We have prepared the hash map for string `s`. Now we will go through the letters of string `t` and subtract the letter's frequencies from the hash map. If we encounter a letter from string `t` that has no entry in the hash map then we can conclude that the given strings `s` and `t` are not anagram.

``````hashmap = {
a: 3,
n: 1,
g: 1,
r: 1,
m: 1
}

t = n a g a r a m
^
n is present in the hash map, decrement the entry.
hashmap = {
a: 3,
n: 0,
g: 1,
r: 1,
m: 1
}

t = n a g a r a m
^
a is present in the hash map, decrement the entry.
hashmap = {
a: 2,
n: 0,
g: 1,
r: 1,
m: 1
}

t = n a g a r a m
^
g is present in the hash map, decrement the entry.
hashmap = {
a: 2,
n: 0,
g: 0,
r: 1,
m: 1
}

t = n a g a r a m
^
a is present in the hash map, decrement the entry.
hashmap = {
a: 1,
n: 0,
g: 0,
r: 1,
m: 1
}

t = n a g a r a m
^
r is present in the hash map, decrement the entry.
hashmap = {
a: 1,
n: 0,
g: 0,
r: 0,
m: 1
}

t = n a g a r a m
^
a is present in the hash map, decrement the entry.
hashmap = {
a: 0,
n: 0,
g: 0,
r: 0,
m: 1
}

t = n a g a r a m
^
m is present in the hash map, decrement the entry.
hashmap = {
a: 0,
n: 0,
g: 0,
r: 0,
m: 0
}
``````

We reached the last letter of string `t` and we never encountered any letter that is not present in the hash map. Hence both the strings are anagram and we will return `true`.

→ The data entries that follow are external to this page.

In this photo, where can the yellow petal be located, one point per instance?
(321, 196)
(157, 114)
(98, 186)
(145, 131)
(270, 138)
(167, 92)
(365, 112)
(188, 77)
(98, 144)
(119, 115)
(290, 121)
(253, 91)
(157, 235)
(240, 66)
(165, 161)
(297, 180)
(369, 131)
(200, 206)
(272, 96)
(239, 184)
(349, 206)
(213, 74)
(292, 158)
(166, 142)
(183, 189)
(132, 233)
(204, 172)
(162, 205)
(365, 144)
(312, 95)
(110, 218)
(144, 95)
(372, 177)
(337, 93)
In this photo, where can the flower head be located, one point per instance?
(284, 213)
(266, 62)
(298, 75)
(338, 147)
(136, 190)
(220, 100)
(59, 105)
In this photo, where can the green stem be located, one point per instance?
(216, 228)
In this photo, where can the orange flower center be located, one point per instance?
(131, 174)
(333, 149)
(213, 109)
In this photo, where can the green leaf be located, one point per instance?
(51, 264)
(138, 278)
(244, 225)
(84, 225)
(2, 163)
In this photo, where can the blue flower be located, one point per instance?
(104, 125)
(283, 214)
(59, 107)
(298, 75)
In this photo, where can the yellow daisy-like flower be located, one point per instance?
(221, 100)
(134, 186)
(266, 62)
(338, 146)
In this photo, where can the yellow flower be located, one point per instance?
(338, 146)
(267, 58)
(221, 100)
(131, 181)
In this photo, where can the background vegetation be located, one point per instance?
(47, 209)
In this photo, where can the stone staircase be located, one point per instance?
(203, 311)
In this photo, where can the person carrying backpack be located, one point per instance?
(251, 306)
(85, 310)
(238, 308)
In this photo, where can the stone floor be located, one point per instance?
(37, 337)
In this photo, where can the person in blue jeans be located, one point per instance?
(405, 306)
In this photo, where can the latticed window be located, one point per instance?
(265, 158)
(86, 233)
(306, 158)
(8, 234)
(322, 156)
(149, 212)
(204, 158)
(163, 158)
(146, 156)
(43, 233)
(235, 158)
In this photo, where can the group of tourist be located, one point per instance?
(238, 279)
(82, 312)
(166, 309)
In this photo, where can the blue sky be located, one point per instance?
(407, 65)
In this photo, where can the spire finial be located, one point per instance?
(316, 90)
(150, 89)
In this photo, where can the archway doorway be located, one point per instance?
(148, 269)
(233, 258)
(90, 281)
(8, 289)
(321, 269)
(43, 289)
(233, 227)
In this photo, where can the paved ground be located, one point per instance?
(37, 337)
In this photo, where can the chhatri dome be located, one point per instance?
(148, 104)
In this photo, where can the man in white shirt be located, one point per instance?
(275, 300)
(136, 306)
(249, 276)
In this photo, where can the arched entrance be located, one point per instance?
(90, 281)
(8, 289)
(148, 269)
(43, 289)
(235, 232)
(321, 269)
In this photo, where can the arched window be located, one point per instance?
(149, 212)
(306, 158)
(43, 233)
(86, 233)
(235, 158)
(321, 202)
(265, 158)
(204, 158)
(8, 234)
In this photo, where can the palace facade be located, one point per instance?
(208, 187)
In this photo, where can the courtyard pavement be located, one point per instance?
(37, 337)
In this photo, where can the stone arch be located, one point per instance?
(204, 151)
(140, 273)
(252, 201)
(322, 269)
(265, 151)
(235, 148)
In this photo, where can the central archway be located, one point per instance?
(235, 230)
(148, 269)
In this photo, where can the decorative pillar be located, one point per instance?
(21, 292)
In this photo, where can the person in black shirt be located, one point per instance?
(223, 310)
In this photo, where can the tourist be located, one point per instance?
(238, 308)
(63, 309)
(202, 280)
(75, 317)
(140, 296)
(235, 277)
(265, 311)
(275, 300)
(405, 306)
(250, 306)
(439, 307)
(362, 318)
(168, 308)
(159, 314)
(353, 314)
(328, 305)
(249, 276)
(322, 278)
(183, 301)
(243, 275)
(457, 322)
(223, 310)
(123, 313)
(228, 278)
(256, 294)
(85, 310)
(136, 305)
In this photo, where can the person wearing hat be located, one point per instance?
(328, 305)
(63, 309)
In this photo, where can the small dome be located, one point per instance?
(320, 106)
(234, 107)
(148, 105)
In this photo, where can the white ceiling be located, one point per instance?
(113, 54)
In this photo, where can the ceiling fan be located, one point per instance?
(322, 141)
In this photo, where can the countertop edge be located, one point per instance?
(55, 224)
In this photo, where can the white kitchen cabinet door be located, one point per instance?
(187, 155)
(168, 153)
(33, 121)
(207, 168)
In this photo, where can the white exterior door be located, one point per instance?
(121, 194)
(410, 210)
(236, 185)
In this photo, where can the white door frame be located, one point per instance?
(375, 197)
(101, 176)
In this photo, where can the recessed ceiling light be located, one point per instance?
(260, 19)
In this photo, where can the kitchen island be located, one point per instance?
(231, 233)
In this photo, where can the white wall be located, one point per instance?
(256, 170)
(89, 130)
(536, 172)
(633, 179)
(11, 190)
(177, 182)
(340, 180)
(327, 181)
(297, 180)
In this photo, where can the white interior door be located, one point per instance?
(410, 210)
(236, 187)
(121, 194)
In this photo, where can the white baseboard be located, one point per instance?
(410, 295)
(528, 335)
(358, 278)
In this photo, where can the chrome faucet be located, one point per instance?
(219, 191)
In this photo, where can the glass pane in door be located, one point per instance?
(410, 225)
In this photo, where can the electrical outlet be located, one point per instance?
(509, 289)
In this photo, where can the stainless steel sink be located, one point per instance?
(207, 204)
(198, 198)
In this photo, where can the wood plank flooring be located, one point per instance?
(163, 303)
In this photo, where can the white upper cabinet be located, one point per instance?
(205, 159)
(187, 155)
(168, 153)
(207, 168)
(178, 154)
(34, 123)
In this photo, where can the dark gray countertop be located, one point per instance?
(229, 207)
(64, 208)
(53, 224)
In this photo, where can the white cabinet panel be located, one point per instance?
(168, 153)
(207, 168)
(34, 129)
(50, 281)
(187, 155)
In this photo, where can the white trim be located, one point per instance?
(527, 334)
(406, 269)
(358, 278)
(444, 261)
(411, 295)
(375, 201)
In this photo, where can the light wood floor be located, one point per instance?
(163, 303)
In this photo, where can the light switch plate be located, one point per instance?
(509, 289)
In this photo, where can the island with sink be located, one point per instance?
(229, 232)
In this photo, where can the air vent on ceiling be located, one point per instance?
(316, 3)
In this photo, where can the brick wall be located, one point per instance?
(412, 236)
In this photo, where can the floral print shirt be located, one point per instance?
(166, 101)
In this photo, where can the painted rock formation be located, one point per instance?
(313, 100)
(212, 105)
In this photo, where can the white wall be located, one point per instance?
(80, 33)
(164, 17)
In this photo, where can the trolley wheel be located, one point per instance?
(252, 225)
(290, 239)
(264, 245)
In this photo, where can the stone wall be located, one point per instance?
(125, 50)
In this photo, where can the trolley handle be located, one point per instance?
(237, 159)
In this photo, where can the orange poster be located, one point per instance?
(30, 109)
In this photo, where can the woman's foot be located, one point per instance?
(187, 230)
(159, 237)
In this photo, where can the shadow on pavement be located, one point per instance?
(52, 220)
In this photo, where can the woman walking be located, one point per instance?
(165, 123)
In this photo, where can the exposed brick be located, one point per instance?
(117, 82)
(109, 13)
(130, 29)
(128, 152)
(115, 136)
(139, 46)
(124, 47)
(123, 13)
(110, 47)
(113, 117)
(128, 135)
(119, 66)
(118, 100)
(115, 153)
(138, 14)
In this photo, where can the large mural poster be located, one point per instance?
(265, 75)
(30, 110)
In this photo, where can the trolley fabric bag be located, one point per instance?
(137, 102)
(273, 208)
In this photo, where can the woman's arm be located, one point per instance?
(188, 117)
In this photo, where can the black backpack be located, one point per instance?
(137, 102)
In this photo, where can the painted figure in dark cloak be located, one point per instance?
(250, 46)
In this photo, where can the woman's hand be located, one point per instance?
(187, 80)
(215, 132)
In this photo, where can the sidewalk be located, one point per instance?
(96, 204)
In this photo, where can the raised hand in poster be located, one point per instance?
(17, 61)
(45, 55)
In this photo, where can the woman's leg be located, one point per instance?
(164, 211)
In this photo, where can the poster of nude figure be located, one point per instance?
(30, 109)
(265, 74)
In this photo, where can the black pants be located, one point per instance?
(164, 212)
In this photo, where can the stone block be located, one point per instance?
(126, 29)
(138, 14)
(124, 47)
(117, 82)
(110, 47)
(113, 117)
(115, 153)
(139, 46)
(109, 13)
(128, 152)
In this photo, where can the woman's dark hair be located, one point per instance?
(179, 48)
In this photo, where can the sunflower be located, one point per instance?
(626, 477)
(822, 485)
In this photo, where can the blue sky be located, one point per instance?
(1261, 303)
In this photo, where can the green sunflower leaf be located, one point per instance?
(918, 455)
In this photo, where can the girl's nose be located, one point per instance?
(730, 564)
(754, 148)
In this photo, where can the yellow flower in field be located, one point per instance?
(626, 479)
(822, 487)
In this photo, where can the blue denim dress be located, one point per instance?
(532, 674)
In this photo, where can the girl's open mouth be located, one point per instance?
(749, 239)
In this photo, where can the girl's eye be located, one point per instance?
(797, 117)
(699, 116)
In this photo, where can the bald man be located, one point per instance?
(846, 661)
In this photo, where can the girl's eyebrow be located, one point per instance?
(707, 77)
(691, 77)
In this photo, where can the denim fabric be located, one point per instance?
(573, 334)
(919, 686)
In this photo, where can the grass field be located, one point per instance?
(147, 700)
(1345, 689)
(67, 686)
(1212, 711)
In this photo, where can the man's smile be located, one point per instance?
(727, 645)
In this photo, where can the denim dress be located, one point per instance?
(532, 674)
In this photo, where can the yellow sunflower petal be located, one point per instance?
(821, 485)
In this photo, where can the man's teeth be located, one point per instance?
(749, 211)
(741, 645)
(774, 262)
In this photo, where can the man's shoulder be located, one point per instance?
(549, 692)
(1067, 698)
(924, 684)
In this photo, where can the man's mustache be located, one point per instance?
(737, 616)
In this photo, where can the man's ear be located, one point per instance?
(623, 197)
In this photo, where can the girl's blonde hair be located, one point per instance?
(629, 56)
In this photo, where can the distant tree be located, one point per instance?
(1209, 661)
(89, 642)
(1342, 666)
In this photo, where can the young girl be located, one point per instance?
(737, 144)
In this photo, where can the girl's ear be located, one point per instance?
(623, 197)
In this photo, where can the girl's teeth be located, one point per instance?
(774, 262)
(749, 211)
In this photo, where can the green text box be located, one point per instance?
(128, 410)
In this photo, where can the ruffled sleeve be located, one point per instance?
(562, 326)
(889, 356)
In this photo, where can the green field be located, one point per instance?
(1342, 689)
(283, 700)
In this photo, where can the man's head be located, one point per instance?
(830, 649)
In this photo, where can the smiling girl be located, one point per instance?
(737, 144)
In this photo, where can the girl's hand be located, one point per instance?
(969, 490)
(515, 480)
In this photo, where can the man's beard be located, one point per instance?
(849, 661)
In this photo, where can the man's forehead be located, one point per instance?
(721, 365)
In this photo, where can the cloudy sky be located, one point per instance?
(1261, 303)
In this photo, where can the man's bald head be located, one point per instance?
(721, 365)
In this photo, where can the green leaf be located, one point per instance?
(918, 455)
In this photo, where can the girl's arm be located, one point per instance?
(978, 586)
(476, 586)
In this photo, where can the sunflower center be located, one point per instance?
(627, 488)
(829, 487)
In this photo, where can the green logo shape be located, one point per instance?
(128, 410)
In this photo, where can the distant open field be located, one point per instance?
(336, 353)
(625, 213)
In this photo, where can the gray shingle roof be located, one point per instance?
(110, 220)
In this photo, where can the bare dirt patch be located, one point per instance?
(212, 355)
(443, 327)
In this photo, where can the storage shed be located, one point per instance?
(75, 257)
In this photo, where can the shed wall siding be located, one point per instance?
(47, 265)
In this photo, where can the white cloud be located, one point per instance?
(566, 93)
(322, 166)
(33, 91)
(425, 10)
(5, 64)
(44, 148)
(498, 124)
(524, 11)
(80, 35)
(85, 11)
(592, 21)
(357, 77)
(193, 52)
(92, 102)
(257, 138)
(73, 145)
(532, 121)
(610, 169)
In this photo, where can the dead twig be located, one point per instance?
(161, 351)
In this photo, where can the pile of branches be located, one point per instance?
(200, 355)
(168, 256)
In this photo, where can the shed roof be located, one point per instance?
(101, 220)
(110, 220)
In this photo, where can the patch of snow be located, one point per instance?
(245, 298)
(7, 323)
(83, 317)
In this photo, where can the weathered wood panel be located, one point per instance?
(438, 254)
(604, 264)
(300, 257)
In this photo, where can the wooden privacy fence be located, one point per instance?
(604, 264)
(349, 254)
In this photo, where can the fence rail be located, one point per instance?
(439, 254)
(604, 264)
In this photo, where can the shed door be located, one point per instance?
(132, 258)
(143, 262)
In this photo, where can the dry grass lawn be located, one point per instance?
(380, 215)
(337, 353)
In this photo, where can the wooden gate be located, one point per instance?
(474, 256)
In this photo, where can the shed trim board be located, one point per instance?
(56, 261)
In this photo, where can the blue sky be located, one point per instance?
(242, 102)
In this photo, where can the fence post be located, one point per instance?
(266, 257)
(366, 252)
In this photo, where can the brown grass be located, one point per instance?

Let us look at example 2 having input string s = "rat", t = "car"

``````hashmap = {}

s = r a t
^
r is not present in the hash map, make new entry.
hashmap = {
r: 1
}

s = r a t
^
a is not present in the hash map, make new entry.
hashmap = {
r: 1,
a: 1
}

s = r a t
^
t is not present in the hash map, make new entry.
hashmap = {
r: 1,
a: 1,
t: 1
}
``````

Now we will look at the letters of string `t`.

``````hashmap = {
r: 1,
a: 1,
t: 1
}

t = c a r
^
c is not present in the hash map, input strings are not anagram, exit.
``````

## Code

JavaScript

``````/**
* @param {string} s
* @param {string} t
* @return {boolean}
*/
var isAnagram = function(s, t) {
if (s.length !== t.length) return false;

let hm = new Map();
for(let ch of s) {
if (hm.has(ch)) hm.set(ch, (hm.get(ch) || 0) + 1);
else hm.set(ch, 1)
}

for(let ch of t) {
const frequency = hm.get(ch);
if (!frequency) return false;
hm.set(ch, frequency - 1);
}

return true;
};``````

## Complexity

Time complexity: O(n)

In the first loop we go through all the letters of string `s`. Hence, if we have n letters then we will loop n times. Therefore, time complexity for the first loop will be O(n).

Next, we loop through all the letters of string `t`. In the worst case we have to go through all the letters and check them in the hash map. So, the second loop will also iterate n times. Therefore, time complexity for the second loop will be O(n).

Since we have the two loops and their individual time complexities is O(n) so, the final time complexity will be O(n) + O(n) i.e., O(2n) which is O(n).

Space complexity: O(n)

In the worst case, our hash map will save n elements. Thus the space complexity will be O(n).